Me sorprendí bastante, pues suele achacarse eso a los de nuestra edad, por nuestra menor adaptabilidad (y se tiende a afirmar que los “chicos” prefieren quedarse en casa); mas lo dejé seguir, y precisó: “La gente joven valiosa lo que más quiere es progresar en la institución y crecer en la vida. Y para eso necesita que la vean.

Prefieren la oportunidad de estar en el ambiente laboral, para poder aprender más y mejor”.

Obviamente hay situaciones patológicas (aunque abundan, sobre todo en ciertos bolsones del sector público) en las cuales la presencialidad permite ocultar escenarios de mediocridad, en los que lo importante es calentar una silla. La opción del trabajo remoto visibiliza esa mediocridad y permite eventualmente corregirla o extirparla. Mas en esos escenarios el problema no es la presencialidad sino la mediocridad. Por lo mismo, su evidencia mediante la opción remota no necesariamente purgará la mediocridad, aun cuando pueda significar el fin más rápido del mediocre, si tiene la suerte (o la desgracia) de tener un jefe excelente.

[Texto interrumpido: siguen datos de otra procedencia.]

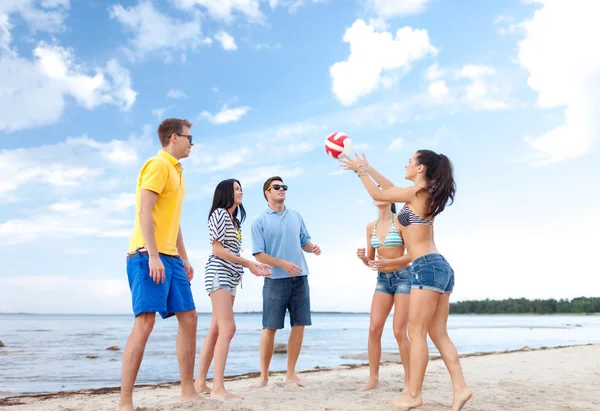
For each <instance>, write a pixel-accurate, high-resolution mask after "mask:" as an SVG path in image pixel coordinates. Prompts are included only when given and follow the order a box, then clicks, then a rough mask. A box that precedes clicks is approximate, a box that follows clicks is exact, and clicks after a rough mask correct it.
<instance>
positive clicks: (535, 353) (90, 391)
mask: <svg viewBox="0 0 600 411" xmlns="http://www.w3.org/2000/svg"><path fill="white" fill-rule="evenodd" d="M462 364H463V368H464V371H465V375H466V378H467V381H468V383H469V385H470V388H471V389H472V390H473V393H474V396H473V398H472V399H471V401H469V402H468V403H467V405H466V406H465V408H464V410H465V411H467V410H486V411H506V410H524V411H539V410H545V411H550V410H557V411H558V410H569V411H580V410H581V411H583V410H586V411H587V410H600V345H585V346H576V347H566V348H556V349H539V350H531V349H527V350H521V351H518V352H510V353H496V354H491V355H471V356H466V358H464V359H463V360H462ZM300 375H301V378H303V379H305V380H307V381H308V383H309V384H310V387H307V388H303V387H299V386H296V385H286V384H285V383H284V375H283V374H273V375H272V376H271V378H270V380H269V385H268V386H267V387H264V388H255V387H253V385H254V383H255V382H256V380H255V378H254V376H253V377H252V378H250V377H232V378H229V379H228V381H227V382H226V385H227V389H228V390H229V391H230V392H232V393H233V394H236V395H239V396H242V397H243V399H239V400H233V401H226V402H222V401H217V400H213V399H210V396H207V397H206V399H205V400H204V401H203V402H202V403H201V404H193V405H192V404H189V405H186V404H179V403H178V398H179V385H178V384H177V383H166V384H159V385H155V386H143V387H138V388H136V391H135V392H134V400H135V403H136V404H135V405H136V407H137V408H136V410H137V411H174V410H203V411H209V410H210V411H259V410H260V411H275V410H294V411H309V410H310V411H313V410H324V411H358V410H361V411H362V410H373V411H377V410H391V409H393V408H392V407H391V406H390V405H388V404H387V401H388V400H390V399H392V398H394V397H397V396H399V395H400V388H401V386H402V384H401V381H402V380H403V369H402V366H401V365H399V364H395V363H386V364H384V365H382V367H381V371H380V380H381V382H380V388H378V389H375V390H371V391H366V392H361V391H359V388H360V387H361V386H362V385H364V383H366V381H367V380H368V375H369V370H368V367H366V366H358V367H357V366H353V367H342V368H336V369H333V370H311V371H310V372H303V373H301V374H300ZM118 394H119V393H118V388H106V389H100V390H85V391H77V392H69V393H54V394H45V395H41V394H40V395H35V396H30V397H12V398H5V399H0V410H7V411H35V410H47V411H54V410H56V411H114V410H115V409H116V404H117V402H118ZM423 400H424V402H425V404H424V406H423V407H422V408H420V409H421V410H423V411H434V410H446V409H448V407H449V406H450V404H451V403H452V386H451V385H450V378H449V376H448V373H447V371H446V369H445V367H444V364H443V362H442V361H440V360H432V361H431V362H430V364H429V368H428V370H427V374H426V377H425V390H424V392H423Z"/></svg>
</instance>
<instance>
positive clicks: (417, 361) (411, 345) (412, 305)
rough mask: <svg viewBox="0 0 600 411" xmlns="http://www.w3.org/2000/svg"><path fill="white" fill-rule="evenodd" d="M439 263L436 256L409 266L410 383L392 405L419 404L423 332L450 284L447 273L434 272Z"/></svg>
mask: <svg viewBox="0 0 600 411" xmlns="http://www.w3.org/2000/svg"><path fill="white" fill-rule="evenodd" d="M443 264H447V262H446V260H445V259H444V258H443V257H442V256H441V255H439V254H431V255H426V256H422V257H419V258H417V259H415V260H414V261H413V263H412V266H411V272H412V278H411V283H412V285H411V292H410V298H409V312H408V336H409V338H410V370H409V371H410V374H409V375H410V380H409V384H408V388H407V390H406V393H405V394H404V395H403V396H402V397H400V398H396V399H394V400H392V404H393V405H398V406H402V407H405V408H414V407H419V406H421V405H422V404H423V399H422V391H423V380H424V378H425V370H426V369H427V364H428V362H429V349H428V347H427V333H428V331H429V328H430V326H431V324H432V322H433V317H434V314H435V311H436V307H437V304H438V300H439V298H440V296H442V295H443V294H444V292H445V291H446V289H447V287H448V285H449V282H450V276H449V275H448V273H445V272H443V271H440V270H438V269H436V267H441V266H442V265H443Z"/></svg>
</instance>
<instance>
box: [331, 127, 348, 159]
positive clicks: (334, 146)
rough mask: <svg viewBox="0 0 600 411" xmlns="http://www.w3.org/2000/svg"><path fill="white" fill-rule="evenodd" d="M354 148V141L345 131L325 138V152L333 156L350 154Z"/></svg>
mask: <svg viewBox="0 0 600 411" xmlns="http://www.w3.org/2000/svg"><path fill="white" fill-rule="evenodd" d="M350 150H352V141H351V140H350V137H348V136H347V135H346V134H345V133H342V132H341V131H337V132H335V133H333V134H331V135H329V136H328V137H327V138H326V139H325V152H326V153H327V154H329V155H330V156H331V157H333V158H338V157H339V156H340V155H342V154H343V155H346V156H347V155H349V154H350Z"/></svg>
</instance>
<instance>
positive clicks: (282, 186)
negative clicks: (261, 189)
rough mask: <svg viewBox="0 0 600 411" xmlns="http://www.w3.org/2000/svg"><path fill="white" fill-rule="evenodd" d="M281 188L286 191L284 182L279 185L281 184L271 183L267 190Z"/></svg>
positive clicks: (274, 189) (286, 188)
mask: <svg viewBox="0 0 600 411" xmlns="http://www.w3.org/2000/svg"><path fill="white" fill-rule="evenodd" d="M282 188H283V191H287V186H286V185H285V184H283V185H281V184H273V185H272V186H270V187H269V188H267V191H269V190H270V189H274V190H277V191H279V190H281V189H282Z"/></svg>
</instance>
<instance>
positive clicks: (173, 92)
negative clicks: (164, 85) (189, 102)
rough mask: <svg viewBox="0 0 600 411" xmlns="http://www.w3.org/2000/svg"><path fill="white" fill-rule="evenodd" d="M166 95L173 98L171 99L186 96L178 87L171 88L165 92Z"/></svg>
mask: <svg viewBox="0 0 600 411" xmlns="http://www.w3.org/2000/svg"><path fill="white" fill-rule="evenodd" d="M167 97H169V98H173V99H182V98H188V96H186V94H185V93H184V92H183V91H181V90H178V89H171V90H169V91H168V92H167Z"/></svg>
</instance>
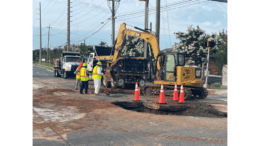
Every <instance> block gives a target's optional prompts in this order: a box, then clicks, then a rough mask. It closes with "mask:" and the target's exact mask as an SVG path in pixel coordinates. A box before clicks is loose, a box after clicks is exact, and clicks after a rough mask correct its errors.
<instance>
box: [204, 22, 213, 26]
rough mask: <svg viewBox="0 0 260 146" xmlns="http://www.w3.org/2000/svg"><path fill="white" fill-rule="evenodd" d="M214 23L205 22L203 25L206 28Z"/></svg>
mask: <svg viewBox="0 0 260 146" xmlns="http://www.w3.org/2000/svg"><path fill="white" fill-rule="evenodd" d="M211 24H212V23H211V22H208V21H205V22H204V23H203V25H206V26H210V25H211Z"/></svg>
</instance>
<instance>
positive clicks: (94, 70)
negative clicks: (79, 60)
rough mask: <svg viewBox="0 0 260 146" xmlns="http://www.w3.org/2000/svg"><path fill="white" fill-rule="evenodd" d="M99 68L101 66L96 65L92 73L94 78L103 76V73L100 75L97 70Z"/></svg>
mask: <svg viewBox="0 0 260 146" xmlns="http://www.w3.org/2000/svg"><path fill="white" fill-rule="evenodd" d="M98 68H99V67H98V66H95V67H94V70H93V75H92V78H93V79H101V78H102V76H101V75H98V72H97V69H98Z"/></svg>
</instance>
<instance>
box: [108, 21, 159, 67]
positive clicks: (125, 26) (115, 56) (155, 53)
mask: <svg viewBox="0 0 260 146" xmlns="http://www.w3.org/2000/svg"><path fill="white" fill-rule="evenodd" d="M126 35H131V36H134V37H138V38H141V39H143V40H144V41H146V42H147V43H149V44H150V45H151V47H152V51H153V54H154V58H155V59H157V55H158V54H159V52H160V49H159V45H158V40H157V37H156V36H155V35H154V34H153V33H151V32H140V31H135V30H131V29H127V28H126V23H122V24H121V25H120V28H119V31H118V34H117V38H116V40H117V42H116V46H115V53H114V57H113V59H112V62H114V61H115V60H116V59H117V57H118V53H119V51H120V50H121V49H122V48H123V42H124V40H125V38H126Z"/></svg>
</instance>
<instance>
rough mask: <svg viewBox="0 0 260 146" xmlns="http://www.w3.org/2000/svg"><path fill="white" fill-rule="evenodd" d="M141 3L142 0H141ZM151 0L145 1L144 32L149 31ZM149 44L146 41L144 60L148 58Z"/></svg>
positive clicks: (144, 49)
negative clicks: (147, 50) (148, 25)
mask: <svg viewBox="0 0 260 146" xmlns="http://www.w3.org/2000/svg"><path fill="white" fill-rule="evenodd" d="M139 1H140V0H139ZM148 13H149V0H145V17H144V30H147V29H148ZM147 50H148V48H147V42H146V41H144V58H145V59H146V58H147Z"/></svg>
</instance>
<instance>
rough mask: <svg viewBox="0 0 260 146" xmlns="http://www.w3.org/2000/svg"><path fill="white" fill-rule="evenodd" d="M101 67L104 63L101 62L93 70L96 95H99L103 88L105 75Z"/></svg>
mask: <svg viewBox="0 0 260 146" xmlns="http://www.w3.org/2000/svg"><path fill="white" fill-rule="evenodd" d="M101 65H102V63H101V62H100V61H99V62H98V63H97V65H96V66H95V67H94V69H93V75H92V78H93V79H94V87H95V95H99V94H98V92H99V89H100V86H101V78H102V75H103V73H102V72H101V67H100V66H101Z"/></svg>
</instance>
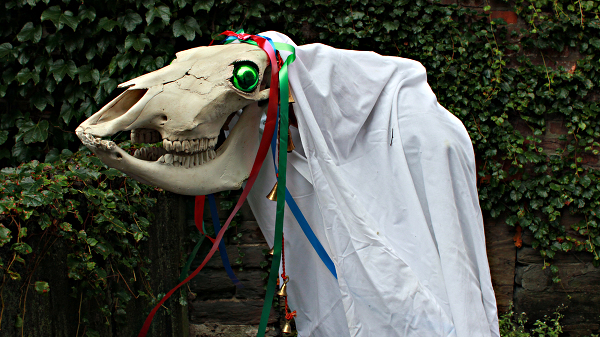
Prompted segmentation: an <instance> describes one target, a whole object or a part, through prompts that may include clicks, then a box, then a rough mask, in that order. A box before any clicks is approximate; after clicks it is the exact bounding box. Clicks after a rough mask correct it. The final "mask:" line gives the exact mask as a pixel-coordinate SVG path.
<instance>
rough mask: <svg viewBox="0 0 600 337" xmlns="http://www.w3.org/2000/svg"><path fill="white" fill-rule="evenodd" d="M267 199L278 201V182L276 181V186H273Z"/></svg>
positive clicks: (275, 185) (272, 200)
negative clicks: (277, 200)
mask: <svg viewBox="0 0 600 337" xmlns="http://www.w3.org/2000/svg"><path fill="white" fill-rule="evenodd" d="M267 199H269V200H271V201H277V182H275V186H273V189H272V190H271V192H269V194H267Z"/></svg>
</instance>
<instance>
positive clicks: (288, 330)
mask: <svg viewBox="0 0 600 337" xmlns="http://www.w3.org/2000/svg"><path fill="white" fill-rule="evenodd" d="M290 322H291V321H289V320H287V319H286V320H285V323H284V324H283V327H282V328H281V332H283V333H292V324H291V323H290Z"/></svg>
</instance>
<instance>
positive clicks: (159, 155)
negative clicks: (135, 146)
mask: <svg viewBox="0 0 600 337" xmlns="http://www.w3.org/2000/svg"><path fill="white" fill-rule="evenodd" d="M164 153H165V149H163V148H160V147H144V148H141V149H137V150H135V152H134V153H133V156H134V157H135V158H137V159H142V160H149V161H155V160H157V159H158V158H159V157H160V156H162V155H163V154H164Z"/></svg>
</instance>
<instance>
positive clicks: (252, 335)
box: [188, 193, 279, 337]
mask: <svg viewBox="0 0 600 337" xmlns="http://www.w3.org/2000/svg"><path fill="white" fill-rule="evenodd" d="M235 195H236V196H235V197H234V198H233V200H235V201H237V198H238V195H239V194H237V193H236V194H235ZM220 201H221V200H220V199H219V198H217V204H219V203H220ZM205 206H206V208H205V210H204V221H205V223H206V225H207V226H212V225H210V224H212V220H211V218H210V210H209V209H208V203H207V205H205ZM190 212H191V211H190ZM239 214H240V218H241V219H240V221H239V225H238V226H236V227H232V228H230V229H228V233H227V236H226V240H225V246H226V249H227V254H228V256H229V260H230V262H231V265H232V267H233V270H234V272H235V275H236V276H237V277H238V279H239V280H240V281H241V283H242V284H243V285H244V287H243V288H241V289H238V288H236V286H235V285H234V284H233V282H232V281H231V280H230V279H229V277H228V276H227V274H226V272H225V269H224V268H223V262H222V261H221V257H220V255H219V253H218V252H217V253H215V255H214V256H213V257H212V258H211V260H210V261H209V262H208V264H207V265H206V266H205V267H204V269H203V270H202V271H201V272H200V273H199V274H198V276H196V277H195V278H194V279H193V280H192V281H190V284H189V289H190V291H191V292H192V294H190V296H189V300H190V301H189V305H190V306H189V312H190V337H246V336H248V337H250V336H252V337H254V336H256V333H257V331H258V324H259V322H260V315H261V312H262V307H263V303H264V298H265V294H266V290H265V287H266V278H265V277H266V275H267V274H266V272H267V262H268V258H269V257H270V256H269V255H268V251H269V247H268V246H267V243H266V241H265V239H264V237H263V235H262V233H261V231H260V229H259V228H258V224H257V223H256V219H254V215H253V214H252V211H251V210H250V207H249V206H248V203H245V204H244V206H243V207H242V209H241V210H240V213H239ZM228 216H229V212H226V211H223V210H219V218H220V221H221V224H223V223H224V222H225V220H226V219H227V217H228ZM188 219H189V220H188V221H191V224H190V225H189V226H194V224H193V220H192V219H193V217H191V216H188ZM194 230H195V228H194ZM240 234H241V235H240ZM234 238H238V239H237V240H234ZM209 243H210V242H208V240H205V242H204V243H203V246H202V248H201V249H200V250H199V251H198V257H197V258H196V259H195V261H194V264H193V265H192V268H191V269H195V268H197V266H198V265H199V264H200V263H201V262H202V259H203V258H204V256H206V254H207V253H208V250H209V249H210V245H209ZM240 257H241V263H237V262H236V261H237V260H238V258H240ZM238 262H239V261H238ZM261 263H262V266H261ZM278 320H279V312H278V311H277V310H276V309H274V308H273V309H272V310H271V316H270V319H269V327H268V330H267V334H266V335H267V336H278V335H279V322H278Z"/></svg>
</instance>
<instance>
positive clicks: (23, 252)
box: [11, 242, 33, 255]
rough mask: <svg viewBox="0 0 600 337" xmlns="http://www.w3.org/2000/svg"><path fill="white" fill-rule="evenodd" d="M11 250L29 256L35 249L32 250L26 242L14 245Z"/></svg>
mask: <svg viewBox="0 0 600 337" xmlns="http://www.w3.org/2000/svg"><path fill="white" fill-rule="evenodd" d="M11 248H12V250H14V251H15V252H17V253H19V254H22V255H27V254H29V253H31V252H32V251H33V249H31V246H30V245H28V244H26V243H25V242H17V243H15V244H13V245H12V247H11Z"/></svg>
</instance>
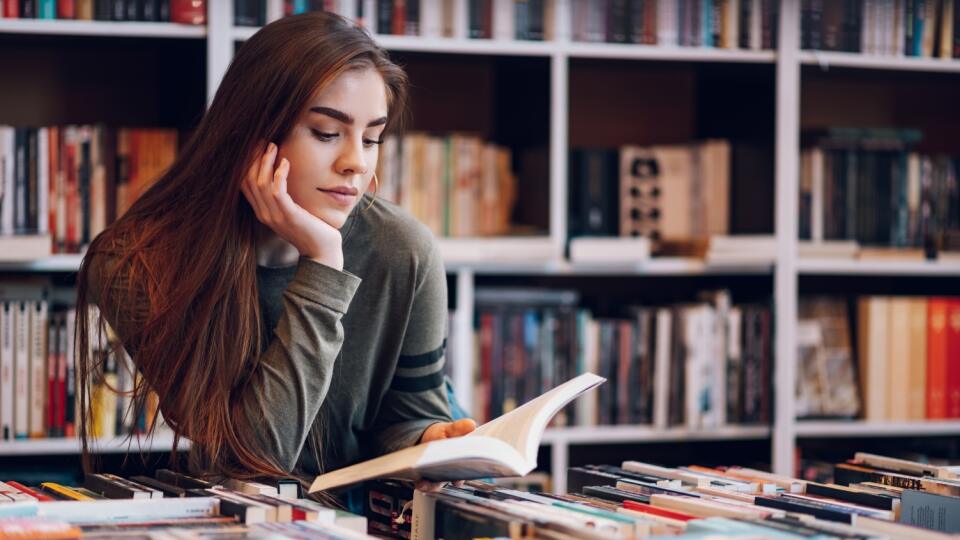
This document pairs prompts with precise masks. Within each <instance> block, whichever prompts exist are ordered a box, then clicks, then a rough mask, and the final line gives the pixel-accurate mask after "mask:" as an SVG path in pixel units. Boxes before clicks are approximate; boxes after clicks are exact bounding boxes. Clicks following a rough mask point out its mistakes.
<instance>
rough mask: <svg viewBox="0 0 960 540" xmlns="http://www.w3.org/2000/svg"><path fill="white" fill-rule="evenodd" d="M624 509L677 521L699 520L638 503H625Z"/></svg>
mask: <svg viewBox="0 0 960 540" xmlns="http://www.w3.org/2000/svg"><path fill="white" fill-rule="evenodd" d="M623 507H624V508H626V509H627V510H633V511H634V512H643V513H644V514H650V515H653V516H660V517H665V518H669V519H675V520H677V521H690V520H693V519H697V516H691V515H690V514H685V513H683V512H677V511H676V510H667V509H666V508H660V507H658V506H651V505H649V504H643V503H638V502H637V501H623Z"/></svg>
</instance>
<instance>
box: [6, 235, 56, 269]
mask: <svg viewBox="0 0 960 540" xmlns="http://www.w3.org/2000/svg"><path fill="white" fill-rule="evenodd" d="M52 246H53V242H52V240H51V239H50V235H48V234H16V235H14V234H11V235H4V236H0V262H25V261H32V260H35V259H39V258H42V257H49V256H50V254H51V253H52V252H53V248H52Z"/></svg>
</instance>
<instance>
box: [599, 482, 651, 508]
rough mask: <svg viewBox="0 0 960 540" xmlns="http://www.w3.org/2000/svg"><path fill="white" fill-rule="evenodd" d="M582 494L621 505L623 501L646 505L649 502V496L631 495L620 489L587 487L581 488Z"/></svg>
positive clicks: (638, 493) (626, 491) (632, 494)
mask: <svg viewBox="0 0 960 540" xmlns="http://www.w3.org/2000/svg"><path fill="white" fill-rule="evenodd" d="M583 494H584V495H587V496H589V497H596V498H597V499H603V500H605V501H613V502H615V503H622V502H623V501H634V502H638V503H643V504H648V503H649V502H650V496H649V495H643V494H640V493H632V492H630V491H625V490H622V489H617V488H615V487H610V486H589V487H586V488H583Z"/></svg>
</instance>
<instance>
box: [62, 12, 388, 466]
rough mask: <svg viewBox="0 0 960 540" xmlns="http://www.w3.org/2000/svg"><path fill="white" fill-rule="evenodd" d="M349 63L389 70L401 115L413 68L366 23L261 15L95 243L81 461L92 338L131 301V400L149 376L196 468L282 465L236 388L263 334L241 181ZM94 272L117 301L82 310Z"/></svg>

El trabajo remoto es, al menos en muchos casos, parecido a lo que en derecho se llama un producto con vicios redhibitorios: tiene problemas inherentes, pero el que lo realiza acaso no los advierte. Por eso, y a pesar de lo que decía mi amigo, algunos jóvenes prefieren quedarse en casa, sin darse cuenta del perjuicio consiguiente. Más aún, podría ser que el mismo empleador sea también inconsciente de esos problemas y que, al permitir (o incluso imponer) el trabajo remoto, no lo haga para quedarse él con la parte más grande de la torta, sino meramente para replicar lo que hace el vecino y seguir la norma de lo que, después de la pandemia, es cool.

La realidad es que en la misma medida en que el trabajo remoto perjudica al trabajador, perjudicará también eventualmente a la institución en la que el trabajador se desempeña. Al menos en el mediano y largo plazo, y asegurados los resultados, lo que hace feliz a quien trabaja en una empresa (lo que lo hace crecer y progresar), redunda en beneficio de la misma corporación en la que la persona se inserta.

Es verdad que en esta materia se puede pecar fácilmente de generalización e incurrir en simplificaciones arbitrarias. Pero con tal riesgo en mente, conviene recordar cómo en ocasiones los resultados pueden distraernos de valores más importantes.

 * Investigador principal del Conicet.